Conforme o comandante geral do Corpo de Bombeiros Militar do Estado, coronel Frederico Reis Pouso Salas, é necessária a educação para reduzir as estatísticas. “O que foi mostrado no vídeo institucional são as ações que impactam nossas vidas. São 1.220 ocorrências por mês no Estado e três cidades ocupam 50% da nossa demanda: Campo Grande demanda 32% de nossas ocorrências, em seguida Dourados demanda a segunda maior capacidade de empenho de nossas viaturas e a terceira é Ponta Porã. As escolhas que fazemos refletem na demanda do nosso serviço, principalmente depois de uma escolha errada, pois impactam em todos os serviços prestados. Pode ser na Suécia, em Moçambique ou aqui no Brasil, tudo se começa pela educação. Não é uma utopia, os estudas provam isso. Todos nós temos os núcleos de educação continuada e que debatem esses assuntos nas escolas. Todas as instituições aqui precisam investir em educação, a precoce mesmo, onde as crianças aprendem e levam outro conceito do trânsito para a casa. O segredo do sucesso é a educação. Nós somos por vocês!”, apontou o comandante.

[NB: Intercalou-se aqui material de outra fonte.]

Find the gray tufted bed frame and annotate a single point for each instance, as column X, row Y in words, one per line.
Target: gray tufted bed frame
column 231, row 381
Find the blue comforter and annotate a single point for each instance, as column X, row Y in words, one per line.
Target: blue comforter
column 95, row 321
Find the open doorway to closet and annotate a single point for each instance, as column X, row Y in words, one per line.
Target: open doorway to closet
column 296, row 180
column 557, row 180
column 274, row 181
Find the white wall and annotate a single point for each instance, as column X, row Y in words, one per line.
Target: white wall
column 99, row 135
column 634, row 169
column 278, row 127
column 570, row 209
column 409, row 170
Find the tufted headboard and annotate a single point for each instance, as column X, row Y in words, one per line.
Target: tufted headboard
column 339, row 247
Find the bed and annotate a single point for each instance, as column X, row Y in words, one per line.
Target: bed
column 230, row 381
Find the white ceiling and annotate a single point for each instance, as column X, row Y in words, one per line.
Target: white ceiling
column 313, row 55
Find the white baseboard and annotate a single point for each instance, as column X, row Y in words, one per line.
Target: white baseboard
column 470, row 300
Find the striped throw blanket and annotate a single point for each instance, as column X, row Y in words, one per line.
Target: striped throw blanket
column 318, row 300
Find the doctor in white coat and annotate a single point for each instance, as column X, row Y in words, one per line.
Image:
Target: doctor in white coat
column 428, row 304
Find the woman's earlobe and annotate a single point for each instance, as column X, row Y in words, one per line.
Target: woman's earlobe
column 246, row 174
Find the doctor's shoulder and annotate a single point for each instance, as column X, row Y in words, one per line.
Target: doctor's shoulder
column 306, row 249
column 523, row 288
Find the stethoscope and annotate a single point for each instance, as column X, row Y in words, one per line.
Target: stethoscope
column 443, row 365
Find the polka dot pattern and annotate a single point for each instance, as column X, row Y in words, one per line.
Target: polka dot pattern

O superintendente da Polícia Rodoviária Federal, João Paulo Pinheiro Bueno, explicou que o volume diário de trânsito de veículos na rodovia aumentou muito nos últimos dez anos. “Hoje é bem diferente e temos um efetivo histórico da polícia rodoviária federal de 650 policias para todo o Estado, que tem quase quatro mil quilômetros de estradas federais. Precisamos de investimentos em educação e infraestrutura. E a educação é a palavra e vai salvar o nosso trânsito. A responsabilidade está nas mãos de todos nós. Vamos fazer do trânsito um lugar mais seguro”, expôs.
O deputado Junior Mochi colocou o Legislativo Estadual a disposição para debater e encaminhar soluções para o trânsito. “Que possamos, no próximo ano, ao realizar o evento durante esta Semana Nacional do Trânsito, comemorar as quedas destes números com ações eficazes e comunhão de esforços. Estamos aqui com este objetivo e colocamos a disposição a Casa de Leis para que seja palco das discussões e encaminhamentos e, se for necessário, aprimoramento da nossa legislação no sentido de procurarmos juntos todos os esforços para reduzir os índices alarmantes no qual o Mato Grosso do Sul está inserido”, finalizou o parlamentar.